Like all good things, it began with a flowchart.
Years ago, when we were starting the time-lapse project, we manually downloaded images at each camera site. It was sufficient.
We got to see every image, got to visit each site, and tangibly worked with the project’s profit; we’d return from the field with handfuls of CompactFlash (CF) cards – it was like each card was treasure, holding lost time from the last few months.
Our workflow back at Nebraska Educational Telecommunications (NET) was simple: we’d lay out all the collected cards, ingest images and set aside cards, batch rename those photos with metadata information, move them into dated folders, and archive them into two locations. Everything was great.
Until we realized that we had hundreds of thousands of images.
And usually those hundreds of thousands of images were renamed by different people; images were moved into variously-named dated folders; or one of the many recovered CF cards was erroneously skipped, etc.
A few years into the project, it was obvious. This was not sustainable and something had to change.
Why not teach a computer to do it?
Last week, our team attended the Water for Food 2014 conference in Seattle WA. The conference theme was Harnessing the Data Revolution: Ensuring Water and Food Security from Field to Global Scales, discussing ways data can help to communicate, pinpoint or reveal issues in water and food security. An important discussion was the ease of and open access to datasets, in terms of acquisition transparency and file structure.
And I realized, we essentially had had a big data problem. And in the last year, we’ve mostly solved it.
We basically have three stages in our process: the field stage, processing stage, and archival stage. At each stage, we keep a set of back-up files as it always seems like several things can potentially go wrong. Each stage is important.
It all starts with a field setup.
FUN GAME: Watch multiple times, paying attention to each person. (Hint: Farrell sets up, shoots, and tears down his large format camera.)
Our cameras are deployed in the field inside weather-proof housing. A solar panel powers capacitors which feed the controller and camera. The controller takes over the brains of the camera, acting as the intervalometer and timer, waking up the camera at sunrise and putting it to sleep at sunset.
There are two different setups: those in cellular range and those not.
Cameras not in cellular coverage are equipped with spot devices, sending us an email each time a photograph is taken, assuring us a camera is still working.
Cameras in cellular coverage are equipped with WiFi CF cards and modems. Each image is uploaded to a Dropbox folder, which we can immediately see back at NET. Each night, a script pulls the images from that folder and sends them to the processing stage.
Binary.net, a local data center, runs this server for us. Images are renamed and metadata gets appended as per available fields in a camera database. The resulting files are archived at Binary.net then sent to the archival stage.
Once processed, each image is moved to a Master Dropbox folder and servers in Lincoln at NET and organized into dated folders for easier and meaningful access.
The resulting file structure looks something like this…
Buffalo Co. Crop Field 20140916 BuffaloCoCropField_20140916_Forsberg_001.jpg BuffaloCoCropField_20140916_Forsberg_002.jpg ... BuffaloCoCropField_20141029_Forsberg_998.jpg BuffaloCoCropField_20141029_Forsberg_999.jpg 20141029 BuffaloCoCropField_20141029_Forsberg_001.jpg BuffaloCoCropField_20141030_Forsberg_002.jpg ... Another Camera Another Date ...images Another Date ...and more images Yet Another Camera More Dates ...even more images And Even More Dates ...so many images!
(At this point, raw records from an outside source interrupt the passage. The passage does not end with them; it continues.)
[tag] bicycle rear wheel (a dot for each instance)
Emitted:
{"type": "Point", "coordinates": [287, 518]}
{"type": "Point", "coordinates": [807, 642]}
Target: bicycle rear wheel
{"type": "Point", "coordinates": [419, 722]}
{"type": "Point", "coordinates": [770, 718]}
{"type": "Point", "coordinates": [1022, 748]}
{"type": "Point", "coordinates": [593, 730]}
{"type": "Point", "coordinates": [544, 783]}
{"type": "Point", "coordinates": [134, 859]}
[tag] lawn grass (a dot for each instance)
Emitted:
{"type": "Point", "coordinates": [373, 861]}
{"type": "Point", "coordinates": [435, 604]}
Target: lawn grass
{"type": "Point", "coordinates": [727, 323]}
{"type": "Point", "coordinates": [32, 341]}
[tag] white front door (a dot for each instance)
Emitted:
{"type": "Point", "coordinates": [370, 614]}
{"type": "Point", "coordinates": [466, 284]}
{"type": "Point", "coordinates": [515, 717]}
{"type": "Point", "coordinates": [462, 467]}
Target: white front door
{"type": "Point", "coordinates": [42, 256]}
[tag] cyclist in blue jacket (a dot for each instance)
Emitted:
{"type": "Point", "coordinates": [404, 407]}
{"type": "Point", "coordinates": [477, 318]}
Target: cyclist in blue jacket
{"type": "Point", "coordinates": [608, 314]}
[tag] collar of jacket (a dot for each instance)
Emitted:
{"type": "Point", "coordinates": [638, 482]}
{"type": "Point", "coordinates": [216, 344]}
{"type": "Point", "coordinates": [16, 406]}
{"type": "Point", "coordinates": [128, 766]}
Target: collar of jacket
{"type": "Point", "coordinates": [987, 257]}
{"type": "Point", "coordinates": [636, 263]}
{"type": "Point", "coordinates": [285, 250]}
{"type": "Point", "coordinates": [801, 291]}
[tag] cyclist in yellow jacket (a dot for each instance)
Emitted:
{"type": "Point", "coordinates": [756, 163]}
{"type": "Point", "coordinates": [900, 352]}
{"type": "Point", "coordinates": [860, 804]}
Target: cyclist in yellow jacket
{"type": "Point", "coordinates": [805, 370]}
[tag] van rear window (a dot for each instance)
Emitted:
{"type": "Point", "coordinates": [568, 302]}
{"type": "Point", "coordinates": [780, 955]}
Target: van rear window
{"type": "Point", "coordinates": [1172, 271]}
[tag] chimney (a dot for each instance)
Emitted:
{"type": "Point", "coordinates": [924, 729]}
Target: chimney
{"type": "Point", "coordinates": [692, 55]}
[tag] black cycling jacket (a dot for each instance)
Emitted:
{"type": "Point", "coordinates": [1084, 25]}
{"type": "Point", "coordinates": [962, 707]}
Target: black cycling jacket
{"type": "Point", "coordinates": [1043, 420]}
And it all happens without any human effort.
Of course, cameras not in cellular range don’t get to miss out. We still mostly automate that process but instead, we (or our field assistants!) can upload images to a Dropbox folder and manually start the renaming scripts. Stages two and three happen automatically at that point, resulting in renamed and sorted images on our production and archive servers.
The resulting directory of images can get worked on by our production staff in Lincoln, assembling time-lapse sequences and posting them to social media or our website map.
Currently, we are wrapping up work on Phocalstream, software developed by our friends at the UNL Raikes School and funded by the Water for Food Institute.
With this software, the general public can sort, search, tag, and build time-lapses from our dataset, helping students, scientists, and citizen-scientists to visualize processes on the river and share their stories on social media.